Because scientists see its gravitational influence on the rest of the Universe. As one simple example of the evidence for dark matter, the velocity of rotation for spiral galaxies depends on the amount of mass contained in them. The outer parts of our own spiral galaxy, the Milky Way, are rotating much too fast to be consistent with the amount of matter that we can detect; in fact the data indicates that there must be about 10 times as much matter as we can see distributed in some diffuse halo of our galaxy to account for its rotation.
Dark matter only interacts by way of gravity and the weak atomic force. Dark matter does not interact via either the strong atomic force or electromagnetism hence dark matter cannot be seen and is hard to detect.

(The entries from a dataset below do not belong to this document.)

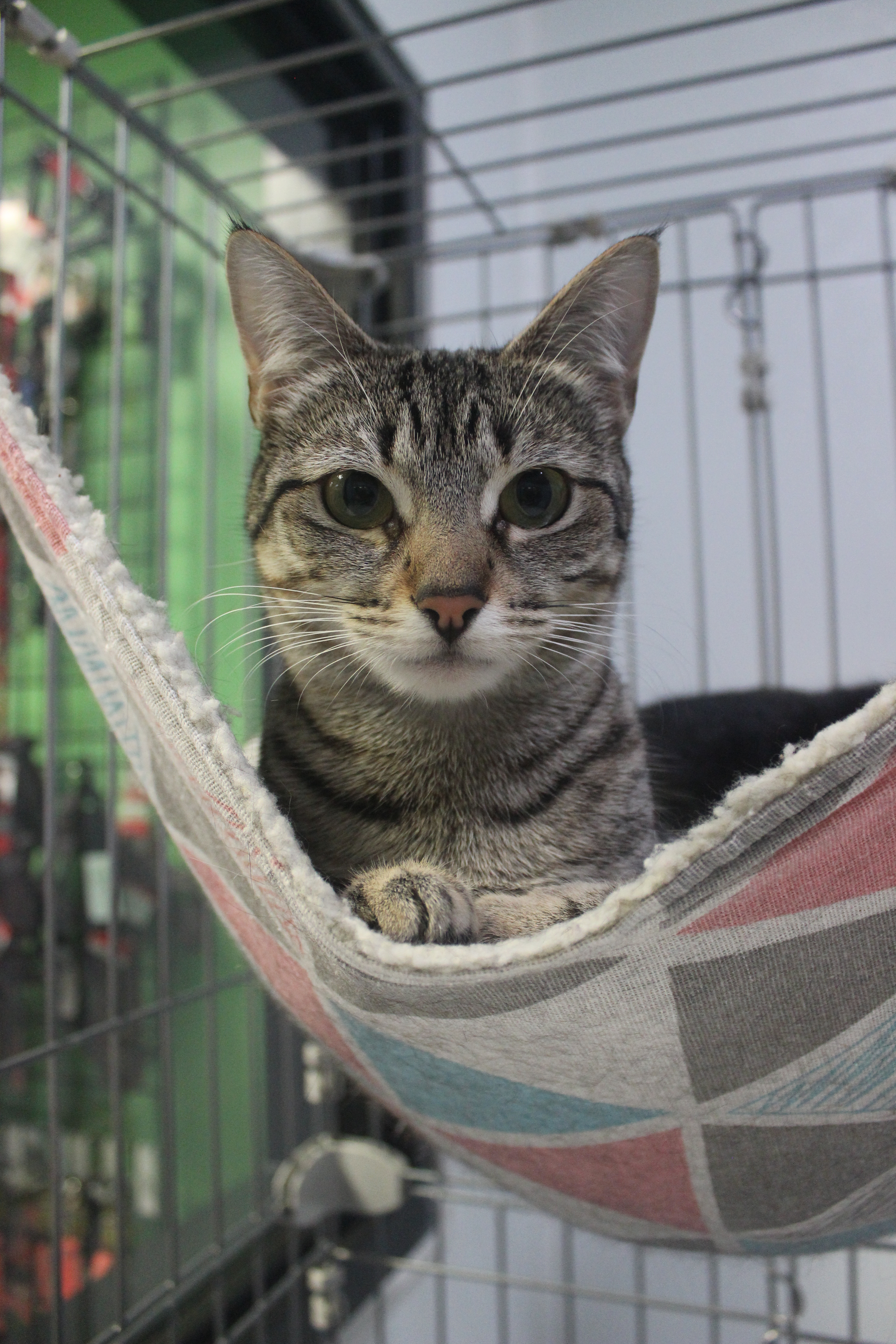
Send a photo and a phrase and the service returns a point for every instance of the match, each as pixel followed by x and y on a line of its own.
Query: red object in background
pixel 72 1268
pixel 44 1276
pixel 101 1263
pixel 80 185
pixel 9 327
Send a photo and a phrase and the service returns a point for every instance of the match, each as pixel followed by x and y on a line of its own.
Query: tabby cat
pixel 441 540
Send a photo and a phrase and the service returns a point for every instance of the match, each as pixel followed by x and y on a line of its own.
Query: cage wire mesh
pixel 444 174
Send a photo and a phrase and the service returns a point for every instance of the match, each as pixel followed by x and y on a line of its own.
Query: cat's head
pixel 443 521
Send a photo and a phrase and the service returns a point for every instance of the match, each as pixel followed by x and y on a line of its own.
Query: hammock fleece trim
pixel 81 530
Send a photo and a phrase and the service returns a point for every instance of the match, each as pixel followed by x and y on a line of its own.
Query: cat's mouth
pixel 452 673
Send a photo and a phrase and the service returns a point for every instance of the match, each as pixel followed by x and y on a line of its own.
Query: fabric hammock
pixel 707 1060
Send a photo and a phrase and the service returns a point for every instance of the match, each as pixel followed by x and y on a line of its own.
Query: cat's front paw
pixel 414 904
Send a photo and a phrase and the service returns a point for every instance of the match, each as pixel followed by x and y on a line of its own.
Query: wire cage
pixel 444 174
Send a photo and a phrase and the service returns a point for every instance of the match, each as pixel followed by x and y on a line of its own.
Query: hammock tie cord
pixel 709 1060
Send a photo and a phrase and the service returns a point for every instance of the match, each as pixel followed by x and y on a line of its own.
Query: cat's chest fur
pixel 506 792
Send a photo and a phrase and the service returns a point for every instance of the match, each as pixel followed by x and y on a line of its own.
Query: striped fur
pixel 494 786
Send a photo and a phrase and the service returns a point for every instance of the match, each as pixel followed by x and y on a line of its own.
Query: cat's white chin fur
pixel 441 681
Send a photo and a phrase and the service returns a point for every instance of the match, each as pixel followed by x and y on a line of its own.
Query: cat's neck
pixel 527 705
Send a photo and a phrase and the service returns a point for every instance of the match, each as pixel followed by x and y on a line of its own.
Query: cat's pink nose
pixel 451 615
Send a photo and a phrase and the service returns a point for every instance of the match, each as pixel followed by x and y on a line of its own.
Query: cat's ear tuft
pixel 597 327
pixel 291 330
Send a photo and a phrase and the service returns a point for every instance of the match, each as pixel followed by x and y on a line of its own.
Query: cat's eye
pixel 535 499
pixel 356 499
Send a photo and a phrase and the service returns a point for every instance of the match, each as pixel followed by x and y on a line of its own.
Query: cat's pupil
pixel 361 494
pixel 534 494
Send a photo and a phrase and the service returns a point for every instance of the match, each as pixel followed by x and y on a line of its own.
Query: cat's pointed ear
pixel 291 330
pixel 597 327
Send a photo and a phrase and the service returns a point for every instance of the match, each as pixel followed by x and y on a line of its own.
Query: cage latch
pixel 326 1177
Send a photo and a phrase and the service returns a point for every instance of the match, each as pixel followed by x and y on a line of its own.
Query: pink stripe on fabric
pixel 645 1178
pixel 34 494
pixel 850 854
pixel 283 972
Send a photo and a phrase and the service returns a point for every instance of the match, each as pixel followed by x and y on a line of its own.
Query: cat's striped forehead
pixel 443 409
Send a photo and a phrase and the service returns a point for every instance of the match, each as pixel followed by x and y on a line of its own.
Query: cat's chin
pixel 441 681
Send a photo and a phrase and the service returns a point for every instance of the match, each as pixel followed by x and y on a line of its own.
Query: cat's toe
pixel 413 904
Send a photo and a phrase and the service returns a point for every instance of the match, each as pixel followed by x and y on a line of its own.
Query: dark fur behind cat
pixel 699 746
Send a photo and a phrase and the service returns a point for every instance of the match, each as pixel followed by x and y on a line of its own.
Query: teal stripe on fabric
pixel 816 1245
pixel 443 1090
pixel 859 1080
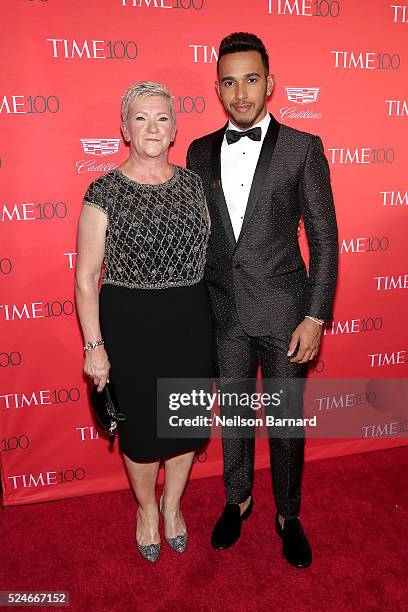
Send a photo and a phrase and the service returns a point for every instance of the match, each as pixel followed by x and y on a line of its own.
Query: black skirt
pixel 150 334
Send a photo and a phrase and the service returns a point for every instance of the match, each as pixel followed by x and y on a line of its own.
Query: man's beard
pixel 248 122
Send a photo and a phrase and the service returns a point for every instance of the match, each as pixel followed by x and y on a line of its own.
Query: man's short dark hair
pixel 243 41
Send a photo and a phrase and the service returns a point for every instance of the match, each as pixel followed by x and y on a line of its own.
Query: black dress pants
pixel 238 357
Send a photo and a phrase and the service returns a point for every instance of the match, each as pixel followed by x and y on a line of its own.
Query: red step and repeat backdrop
pixel 341 72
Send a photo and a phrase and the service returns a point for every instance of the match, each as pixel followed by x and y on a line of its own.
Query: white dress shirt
pixel 238 163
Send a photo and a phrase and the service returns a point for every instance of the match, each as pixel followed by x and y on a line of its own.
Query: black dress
pixel 154 307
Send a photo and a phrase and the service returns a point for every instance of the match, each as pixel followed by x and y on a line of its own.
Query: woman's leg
pixel 176 471
pixel 143 478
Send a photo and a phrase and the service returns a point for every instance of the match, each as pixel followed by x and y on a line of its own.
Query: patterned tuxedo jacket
pixel 262 275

‘Anti’ means opposite. So anti matter has some properties opposite with respect to the usual matter. For example, the electron has as its antiparticle the antielectron. The electron and the antielectron have exactly the same masses, but they have exactly opposite electrical charges. PS: When an electron meets an antielectron, the two annihilate and produce a burst of light having the energy corresponding to the masses of the two particles.
Scientists assume that antimatter behaves as normal matter under gravity, though the truth is that they have never seen a large enough mass of it to know for certain it behaves the same. But anti matter reacts just opposite to other three forces than the reaction produced by normal matter.

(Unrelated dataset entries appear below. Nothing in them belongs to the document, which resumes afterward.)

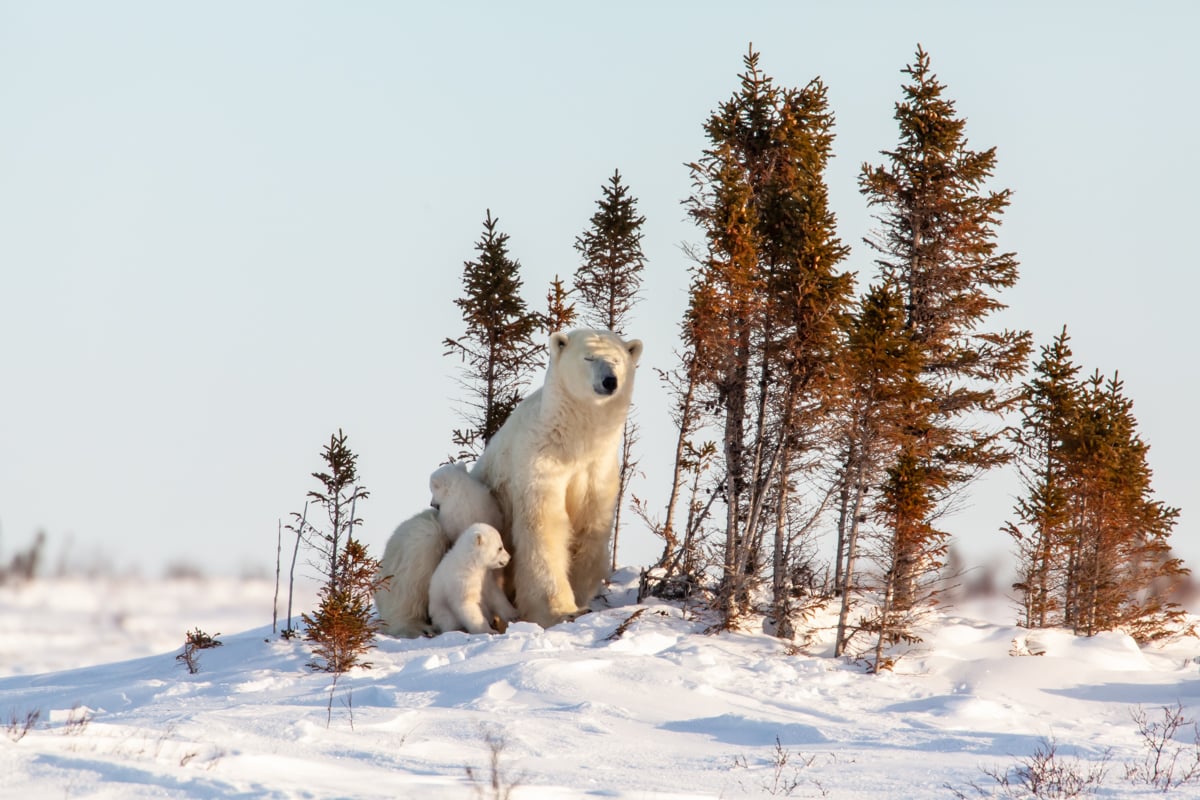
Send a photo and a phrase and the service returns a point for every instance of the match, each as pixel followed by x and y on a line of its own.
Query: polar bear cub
pixel 461 500
pixel 419 543
pixel 460 587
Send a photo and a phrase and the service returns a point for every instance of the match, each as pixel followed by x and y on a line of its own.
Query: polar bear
pixel 553 468
pixel 419 543
pixel 461 500
pixel 461 583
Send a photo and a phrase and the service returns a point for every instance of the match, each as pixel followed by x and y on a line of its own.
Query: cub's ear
pixel 634 349
pixel 558 343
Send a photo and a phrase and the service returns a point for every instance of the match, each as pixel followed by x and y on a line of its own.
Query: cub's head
pixel 487 546
pixel 461 500
pixel 594 366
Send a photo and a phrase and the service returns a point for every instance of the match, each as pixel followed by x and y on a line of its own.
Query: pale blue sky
pixel 228 229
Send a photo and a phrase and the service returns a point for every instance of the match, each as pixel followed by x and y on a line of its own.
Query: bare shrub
pixel 18 726
pixel 1045 775
pixel 786 776
pixel 498 785
pixel 193 642
pixel 1167 764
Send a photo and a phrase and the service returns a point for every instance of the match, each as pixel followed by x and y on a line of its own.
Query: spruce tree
pixel 497 348
pixel 1049 413
pixel 879 371
pixel 559 313
pixel 1120 566
pixel 937 244
pixel 1092 542
pixel 610 276
pixel 341 629
pixel 771 294
pixel 607 284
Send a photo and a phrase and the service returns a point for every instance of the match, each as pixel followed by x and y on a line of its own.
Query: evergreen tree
pixel 341 627
pixel 559 313
pixel 1049 410
pixel 937 245
pixel 1120 566
pixel 609 280
pixel 339 495
pixel 771 296
pixel 880 368
pixel 497 348
pixel 607 283
pixel 1092 542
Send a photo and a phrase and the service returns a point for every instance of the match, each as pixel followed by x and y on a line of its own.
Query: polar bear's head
pixel 486 546
pixel 461 500
pixel 594 366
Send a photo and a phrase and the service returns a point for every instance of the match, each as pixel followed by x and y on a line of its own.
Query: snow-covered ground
pixel 659 711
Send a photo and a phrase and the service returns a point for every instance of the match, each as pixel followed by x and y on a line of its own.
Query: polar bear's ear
pixel 558 343
pixel 634 349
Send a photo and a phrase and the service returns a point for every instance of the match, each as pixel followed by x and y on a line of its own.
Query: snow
pixel 661 711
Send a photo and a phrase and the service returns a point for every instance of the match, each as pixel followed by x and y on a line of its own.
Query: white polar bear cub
pixel 418 545
pixel 461 500
pixel 553 467
pixel 461 584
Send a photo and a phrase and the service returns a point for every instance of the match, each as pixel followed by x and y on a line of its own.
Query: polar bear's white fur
pixel 419 543
pixel 411 557
pixel 553 468
pixel 460 584
pixel 461 500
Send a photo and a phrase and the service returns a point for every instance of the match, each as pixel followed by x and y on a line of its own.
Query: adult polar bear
pixel 553 468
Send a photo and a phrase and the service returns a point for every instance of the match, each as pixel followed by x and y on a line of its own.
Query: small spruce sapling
pixel 341 629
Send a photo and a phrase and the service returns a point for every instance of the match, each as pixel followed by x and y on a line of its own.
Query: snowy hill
pixel 660 710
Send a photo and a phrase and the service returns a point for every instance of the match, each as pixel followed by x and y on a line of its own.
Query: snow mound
pixel 627 702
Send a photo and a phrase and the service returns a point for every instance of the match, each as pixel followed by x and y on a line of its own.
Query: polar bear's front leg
pixel 592 563
pixel 541 534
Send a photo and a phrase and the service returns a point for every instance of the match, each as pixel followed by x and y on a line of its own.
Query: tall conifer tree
pixel 607 283
pixel 1092 542
pixel 880 386
pixel 939 246
pixel 769 292
pixel 1049 413
pixel 497 349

Negative matter is a hypothetical type of matter which if it exist will have negative mass and negative energy. It will in essence have a negative gravitational charge and repel normal matter. Yet it will interact just like any other matter in every other way.
PS: Hope you remember that matter and anti-matter will attract each other resulting in annihilation. But matter and negative matter will repel each other under gravity. The action of negative matter under other three forces is not hypothesized yet.
Ordinary matter and anti matter are known as baryonic matter. Dark matter is known as non-baryonic matter.
According to the Planck mission team, and based on the standard model of cosmology, the total mass–energy of the known universe contains 4.9% ordinary matter, 26.8% dark matter and 68.3% dark energy. Thus, dark matter is estimated to constitute 84.5% of the total matter in the universe, while dark energy plus dark matter constitute 95.1% of the total content of the universe. Or in short, we are unsure about what’s there in 95% of the universe!
PS: If the about statistics are true, then the matter that we are made of (baryonic matter) is but a small impurity compared to the dominant matter in the universe (non-baryonic matter). As someone has put it, “not only are we not the center of the Universe, we aren’t even made of the right stuff!”
If the dark matter out there were antimatter, we would expect it to annihilate with matter whenever it meets up with it, releasing bursts of energy primarily in the form of light. We see no evidence in careful observations for that, which leads most scientists to believe that whatever the dark matter is, it is not antimatter.